Chronic obstructive pulmonary disease and a new phenotype of lung function impairment predicted progression of frailty in older adults, based on data from more than 5000 individuals.

COPD has been associated with frailty, but longitudinal data on the association of COPD with progression of frailty are limited, as are data on the potential association of preserved ratio impaired spirometry (PRISm) with frailty progression, wrote Di He, BS, of Zhejiang University School of Medicine, China, and colleagues. 

PRISm has been defined in recent studies as "proportional impairments in FEV1 and FVC, resulting in the normal ratio of FEV1 and FVC." Individuals with PRISm may transition to normal spirometry or COPD over time, the researchers wrote.

In a study published last month in the journal Chest, the researchers reviewed data from 5901 adults aged 50 years and older who were participating on the English Longitudinal Study of Ageing (ELSA), a prospective cohort study. Of these, 3765 were included in an additional analysis of the association between transitions from normal spirometry to PRISm and the progression of frailty. The mean age of the participants was 65.5 years; 54.9% were women.

The median follow-up period for analysis with frailty progression was 9.5 years for PRISm and COPD and 5.8 years for PRISm transitions. Lung function data were collected at baseline. Based on spirometry data, participants were divided into three lung function groups — normal spirometry, PRISm, and COPD — and each of these was classified based on severity. Frailty was assessed using the frailty index (FI) during the follow-up period.

Frailty progression based on FI was significantly accelerated in patients with PRISm and COPD compared with individuals with normal spirometry, with additional annual increases of 0.301 and 0.172, respectively (P < .001 for both). 

When stratified by severity, individuals with more severe PRISm and with more COPD had higher baseline FI and faster FI progression compared with those with mild PRISm and COPD. 

PRISm transitions were assessed over a 4-year interval at the start of the ELSA. Individuals with normal spirometry who transitioned to PRISm during the study had accelerated progression of frailty, as did those with COPD who transitioned to PRISm. However, no significant frailty progression occurred in those who changed from PRISm to normal spirometry. 

The mechanisms behind the associations of PRISm and COPD with frailty remain unclear, but the results were consistent after controlling for multiple confounders, "suggesting PRISm and COPD had independent pathophysiological mechanisms for frailty," the researchers write in their discussion. Other recent studies have identified sarcopenia as a complication for individuals with lung function impairment, they noted. "Therefore, another plausible explanation could be that PRISm and COPD caused sarcopenia, which accelerated frailty progression," they say.

The findings were limited by several factors, including the observational design and the potential underestimation of lung function in participants with reversible airflow obstruction because of the use of prebronchodilator spirometry in the cohort study, the researchers noted. 

However, the results were strengthened by the large sample size and high-quality data from the ELSA, and by the repeat measures of FI and lung function.

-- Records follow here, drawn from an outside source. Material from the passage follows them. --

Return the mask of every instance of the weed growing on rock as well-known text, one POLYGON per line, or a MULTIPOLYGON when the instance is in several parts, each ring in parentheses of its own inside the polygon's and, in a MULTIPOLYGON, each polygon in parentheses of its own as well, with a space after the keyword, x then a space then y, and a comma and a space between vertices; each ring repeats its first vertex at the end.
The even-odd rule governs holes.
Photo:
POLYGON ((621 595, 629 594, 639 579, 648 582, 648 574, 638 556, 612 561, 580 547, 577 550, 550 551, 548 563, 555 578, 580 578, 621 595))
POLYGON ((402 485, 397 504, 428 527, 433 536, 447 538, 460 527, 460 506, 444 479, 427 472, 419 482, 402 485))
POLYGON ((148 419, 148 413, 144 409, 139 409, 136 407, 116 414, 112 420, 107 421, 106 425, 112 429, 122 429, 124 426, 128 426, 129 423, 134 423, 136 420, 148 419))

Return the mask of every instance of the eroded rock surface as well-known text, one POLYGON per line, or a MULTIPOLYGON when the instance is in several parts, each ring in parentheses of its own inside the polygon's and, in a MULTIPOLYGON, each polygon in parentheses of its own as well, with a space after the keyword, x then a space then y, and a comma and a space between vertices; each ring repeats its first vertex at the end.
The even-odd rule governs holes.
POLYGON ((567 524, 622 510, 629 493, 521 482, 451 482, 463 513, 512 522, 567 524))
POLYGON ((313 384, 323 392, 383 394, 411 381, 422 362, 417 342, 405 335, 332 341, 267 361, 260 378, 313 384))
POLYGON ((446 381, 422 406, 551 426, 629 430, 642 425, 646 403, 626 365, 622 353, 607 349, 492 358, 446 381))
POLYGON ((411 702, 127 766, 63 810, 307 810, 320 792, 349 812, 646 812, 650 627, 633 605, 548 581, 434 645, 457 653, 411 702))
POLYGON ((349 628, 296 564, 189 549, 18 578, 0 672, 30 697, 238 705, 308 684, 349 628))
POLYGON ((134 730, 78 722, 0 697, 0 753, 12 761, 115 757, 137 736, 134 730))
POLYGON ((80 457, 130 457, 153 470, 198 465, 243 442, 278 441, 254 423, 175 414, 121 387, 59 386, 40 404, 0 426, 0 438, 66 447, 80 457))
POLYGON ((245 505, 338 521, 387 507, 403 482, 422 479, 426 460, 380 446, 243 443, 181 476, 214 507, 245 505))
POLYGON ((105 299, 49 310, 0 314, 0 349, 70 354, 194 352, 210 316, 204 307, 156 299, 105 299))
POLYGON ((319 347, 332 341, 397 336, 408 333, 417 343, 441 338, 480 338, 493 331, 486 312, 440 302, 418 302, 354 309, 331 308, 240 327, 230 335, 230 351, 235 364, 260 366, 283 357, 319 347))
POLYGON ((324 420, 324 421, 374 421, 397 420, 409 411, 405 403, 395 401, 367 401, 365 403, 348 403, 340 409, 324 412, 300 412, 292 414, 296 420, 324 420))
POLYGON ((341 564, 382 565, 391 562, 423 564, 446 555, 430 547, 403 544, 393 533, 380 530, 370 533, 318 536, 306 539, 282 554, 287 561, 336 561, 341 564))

The results were consistent after controlling for multiple confounders, and support the need for more research to explore the causality behind the association of PRISm and COPD with frailty, the researchers concluded. 

The study was supported by the Zhejiang Provincial Basic Public Welfare Research Project, the Zhoushan Science and Technology Project, and the Key Laboratory of Intelligent Preventive Medicine of Zhejiang Province. The researchers report no relevant financial relationships.